I’m not telling you to stay away from support groups. In person, they’re usually moderated by a person from the surgical team who makes sure that the information is consistent with what that team teaches. Online, they can be a great outlet for people who don’t have access to an in-person group for whatever reason. But they should never replace your medical team in terms of advice about what is or is not allowed for you at a given stage pre- or post-op. And it’s easy for an online community to become an echo chamber, where dissenting opinions or criticism is not tolerated.

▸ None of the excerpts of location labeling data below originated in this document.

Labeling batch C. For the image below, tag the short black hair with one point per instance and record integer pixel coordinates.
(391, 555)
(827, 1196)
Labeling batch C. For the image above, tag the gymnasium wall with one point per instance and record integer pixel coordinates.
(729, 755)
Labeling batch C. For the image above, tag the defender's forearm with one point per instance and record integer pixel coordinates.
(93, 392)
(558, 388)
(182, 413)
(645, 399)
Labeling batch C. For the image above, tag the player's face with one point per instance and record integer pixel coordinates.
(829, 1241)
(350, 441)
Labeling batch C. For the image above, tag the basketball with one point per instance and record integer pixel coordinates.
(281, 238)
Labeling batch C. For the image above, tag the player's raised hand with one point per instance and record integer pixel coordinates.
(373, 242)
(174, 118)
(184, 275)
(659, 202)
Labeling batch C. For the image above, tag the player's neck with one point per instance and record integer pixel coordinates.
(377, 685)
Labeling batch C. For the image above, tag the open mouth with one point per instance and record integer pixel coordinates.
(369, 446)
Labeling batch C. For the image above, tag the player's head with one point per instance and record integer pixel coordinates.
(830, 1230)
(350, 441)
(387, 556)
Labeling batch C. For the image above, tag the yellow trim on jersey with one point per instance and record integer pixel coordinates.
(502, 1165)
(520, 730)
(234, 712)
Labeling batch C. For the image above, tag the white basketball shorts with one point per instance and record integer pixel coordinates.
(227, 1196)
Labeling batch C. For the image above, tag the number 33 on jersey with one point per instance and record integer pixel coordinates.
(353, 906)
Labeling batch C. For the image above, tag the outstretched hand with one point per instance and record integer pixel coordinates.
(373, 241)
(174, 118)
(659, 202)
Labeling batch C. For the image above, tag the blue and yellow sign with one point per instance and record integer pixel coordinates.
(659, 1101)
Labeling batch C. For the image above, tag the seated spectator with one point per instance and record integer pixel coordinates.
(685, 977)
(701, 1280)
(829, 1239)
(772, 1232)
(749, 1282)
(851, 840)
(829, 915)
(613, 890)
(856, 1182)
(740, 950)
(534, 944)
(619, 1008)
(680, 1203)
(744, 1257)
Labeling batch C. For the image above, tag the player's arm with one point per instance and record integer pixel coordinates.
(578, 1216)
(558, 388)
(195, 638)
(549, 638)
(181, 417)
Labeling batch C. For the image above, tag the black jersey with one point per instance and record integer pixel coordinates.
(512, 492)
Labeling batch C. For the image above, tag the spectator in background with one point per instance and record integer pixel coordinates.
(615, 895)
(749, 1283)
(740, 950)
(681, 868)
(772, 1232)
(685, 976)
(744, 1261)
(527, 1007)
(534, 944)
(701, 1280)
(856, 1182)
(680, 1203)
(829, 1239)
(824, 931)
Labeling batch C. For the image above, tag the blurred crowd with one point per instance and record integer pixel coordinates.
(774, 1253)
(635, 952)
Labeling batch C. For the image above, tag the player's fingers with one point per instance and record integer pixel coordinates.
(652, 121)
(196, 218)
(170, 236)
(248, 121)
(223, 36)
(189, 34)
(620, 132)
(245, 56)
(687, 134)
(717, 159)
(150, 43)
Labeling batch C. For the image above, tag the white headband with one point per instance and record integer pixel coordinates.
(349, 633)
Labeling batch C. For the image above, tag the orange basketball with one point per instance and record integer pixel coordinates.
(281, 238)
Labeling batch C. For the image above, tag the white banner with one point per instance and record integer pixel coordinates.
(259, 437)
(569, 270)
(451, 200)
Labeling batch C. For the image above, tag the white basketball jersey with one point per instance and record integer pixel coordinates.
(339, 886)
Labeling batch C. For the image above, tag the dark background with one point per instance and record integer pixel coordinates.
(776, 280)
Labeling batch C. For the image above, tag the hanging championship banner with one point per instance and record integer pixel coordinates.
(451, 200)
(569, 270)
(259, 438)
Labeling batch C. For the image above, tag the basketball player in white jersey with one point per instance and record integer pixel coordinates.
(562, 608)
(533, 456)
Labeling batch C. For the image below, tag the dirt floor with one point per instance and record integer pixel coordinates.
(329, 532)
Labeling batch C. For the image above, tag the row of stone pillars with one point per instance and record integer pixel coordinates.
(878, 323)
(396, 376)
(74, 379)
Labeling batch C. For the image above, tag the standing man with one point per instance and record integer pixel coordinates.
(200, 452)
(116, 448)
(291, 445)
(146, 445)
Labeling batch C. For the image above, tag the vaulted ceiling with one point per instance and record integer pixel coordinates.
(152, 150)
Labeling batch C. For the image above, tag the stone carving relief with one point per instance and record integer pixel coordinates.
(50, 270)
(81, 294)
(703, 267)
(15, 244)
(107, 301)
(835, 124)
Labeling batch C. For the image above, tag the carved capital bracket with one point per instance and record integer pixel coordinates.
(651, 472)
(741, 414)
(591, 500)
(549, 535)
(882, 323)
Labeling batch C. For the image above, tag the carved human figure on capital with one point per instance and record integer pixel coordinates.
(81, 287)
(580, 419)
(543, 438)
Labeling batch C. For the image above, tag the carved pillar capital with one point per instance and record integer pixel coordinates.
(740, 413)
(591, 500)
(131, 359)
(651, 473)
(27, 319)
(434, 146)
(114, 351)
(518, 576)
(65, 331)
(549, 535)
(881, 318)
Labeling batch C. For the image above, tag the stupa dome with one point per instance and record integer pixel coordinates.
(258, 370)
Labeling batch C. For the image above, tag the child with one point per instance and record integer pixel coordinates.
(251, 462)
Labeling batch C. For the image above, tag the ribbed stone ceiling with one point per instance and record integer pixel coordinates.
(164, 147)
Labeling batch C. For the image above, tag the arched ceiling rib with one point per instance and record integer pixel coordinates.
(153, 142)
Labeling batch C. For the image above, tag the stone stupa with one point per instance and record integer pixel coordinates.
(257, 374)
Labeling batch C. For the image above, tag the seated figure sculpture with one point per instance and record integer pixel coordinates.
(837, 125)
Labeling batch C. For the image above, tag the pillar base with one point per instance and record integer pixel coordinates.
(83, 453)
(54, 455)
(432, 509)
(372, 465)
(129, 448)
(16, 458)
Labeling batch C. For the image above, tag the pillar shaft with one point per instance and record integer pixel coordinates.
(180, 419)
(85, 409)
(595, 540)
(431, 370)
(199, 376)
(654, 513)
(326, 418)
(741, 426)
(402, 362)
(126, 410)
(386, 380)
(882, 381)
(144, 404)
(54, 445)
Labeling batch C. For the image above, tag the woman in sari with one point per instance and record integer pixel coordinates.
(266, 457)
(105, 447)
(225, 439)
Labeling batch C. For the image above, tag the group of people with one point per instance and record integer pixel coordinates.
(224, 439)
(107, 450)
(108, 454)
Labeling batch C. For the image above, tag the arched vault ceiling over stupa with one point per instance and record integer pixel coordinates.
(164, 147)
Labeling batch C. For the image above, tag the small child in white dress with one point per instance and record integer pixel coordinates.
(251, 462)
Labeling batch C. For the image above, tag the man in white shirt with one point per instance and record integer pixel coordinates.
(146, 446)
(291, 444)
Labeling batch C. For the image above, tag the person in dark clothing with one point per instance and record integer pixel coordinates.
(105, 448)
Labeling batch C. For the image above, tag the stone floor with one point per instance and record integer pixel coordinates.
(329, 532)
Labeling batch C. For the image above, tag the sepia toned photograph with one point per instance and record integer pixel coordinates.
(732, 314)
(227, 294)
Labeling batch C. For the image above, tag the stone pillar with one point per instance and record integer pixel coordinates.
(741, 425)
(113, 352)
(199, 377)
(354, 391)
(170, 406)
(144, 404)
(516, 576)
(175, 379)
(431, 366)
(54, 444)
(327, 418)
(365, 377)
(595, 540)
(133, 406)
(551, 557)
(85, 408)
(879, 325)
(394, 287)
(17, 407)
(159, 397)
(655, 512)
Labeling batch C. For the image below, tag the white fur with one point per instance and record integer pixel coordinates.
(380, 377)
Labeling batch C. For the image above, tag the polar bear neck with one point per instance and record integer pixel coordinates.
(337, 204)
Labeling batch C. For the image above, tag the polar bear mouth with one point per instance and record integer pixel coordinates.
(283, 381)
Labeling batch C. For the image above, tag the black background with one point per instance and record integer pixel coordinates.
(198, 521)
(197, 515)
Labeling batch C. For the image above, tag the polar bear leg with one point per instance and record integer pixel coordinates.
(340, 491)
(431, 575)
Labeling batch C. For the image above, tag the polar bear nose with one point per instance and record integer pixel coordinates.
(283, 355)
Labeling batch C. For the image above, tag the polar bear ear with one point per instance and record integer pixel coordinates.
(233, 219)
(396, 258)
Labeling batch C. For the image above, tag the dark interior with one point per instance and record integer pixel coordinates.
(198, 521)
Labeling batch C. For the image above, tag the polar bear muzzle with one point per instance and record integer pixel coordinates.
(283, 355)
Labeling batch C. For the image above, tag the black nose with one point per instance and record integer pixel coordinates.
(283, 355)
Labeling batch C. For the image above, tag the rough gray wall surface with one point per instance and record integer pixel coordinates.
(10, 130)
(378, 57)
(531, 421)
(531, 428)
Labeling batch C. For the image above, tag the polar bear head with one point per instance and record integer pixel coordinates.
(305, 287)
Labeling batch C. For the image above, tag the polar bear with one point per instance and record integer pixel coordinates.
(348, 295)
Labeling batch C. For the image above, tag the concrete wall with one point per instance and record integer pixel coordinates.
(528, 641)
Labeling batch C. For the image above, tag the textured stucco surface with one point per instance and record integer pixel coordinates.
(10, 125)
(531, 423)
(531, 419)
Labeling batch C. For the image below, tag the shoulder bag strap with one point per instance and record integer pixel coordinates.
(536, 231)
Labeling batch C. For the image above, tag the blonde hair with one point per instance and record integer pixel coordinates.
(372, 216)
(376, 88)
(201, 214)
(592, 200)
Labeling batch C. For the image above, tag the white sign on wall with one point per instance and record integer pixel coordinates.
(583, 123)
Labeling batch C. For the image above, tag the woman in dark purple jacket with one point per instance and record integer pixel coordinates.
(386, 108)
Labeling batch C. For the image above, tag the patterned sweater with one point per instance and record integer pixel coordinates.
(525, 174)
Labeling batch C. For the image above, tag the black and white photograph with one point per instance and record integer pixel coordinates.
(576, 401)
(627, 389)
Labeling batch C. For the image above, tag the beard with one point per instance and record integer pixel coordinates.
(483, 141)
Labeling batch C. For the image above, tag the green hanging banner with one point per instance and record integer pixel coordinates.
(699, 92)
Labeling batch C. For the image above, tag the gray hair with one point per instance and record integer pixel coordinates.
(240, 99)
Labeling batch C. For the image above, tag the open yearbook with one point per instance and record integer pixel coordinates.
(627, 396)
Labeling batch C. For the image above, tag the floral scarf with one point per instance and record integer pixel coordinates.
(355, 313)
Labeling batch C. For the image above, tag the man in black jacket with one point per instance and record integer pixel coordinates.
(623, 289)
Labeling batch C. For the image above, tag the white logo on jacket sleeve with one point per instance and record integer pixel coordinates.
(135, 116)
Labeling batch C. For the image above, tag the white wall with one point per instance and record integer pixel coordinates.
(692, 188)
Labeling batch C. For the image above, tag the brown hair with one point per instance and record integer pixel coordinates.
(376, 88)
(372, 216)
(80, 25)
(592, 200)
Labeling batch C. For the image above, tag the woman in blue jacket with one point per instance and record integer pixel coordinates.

If your online group coddles bad choices and reinforces them, it’s not going to help you in the long run. A good support group helps you recognize when you’re resisting the needed change and helps you keep to your plan to reach your goals. That often requires blunt critical feedback, and it’s not always easy to take. But it’s necessary. If you just want people to pat you on the back and tell you your poor choices are OK, stick to friends on Facebook or whatever.
Bottom line, don’t let any group, especially an online one, replace your own common sense or the advice of your medical team. Having people support you with a huge life change like WLS is a good thing. Just remember what it is, and what it is not.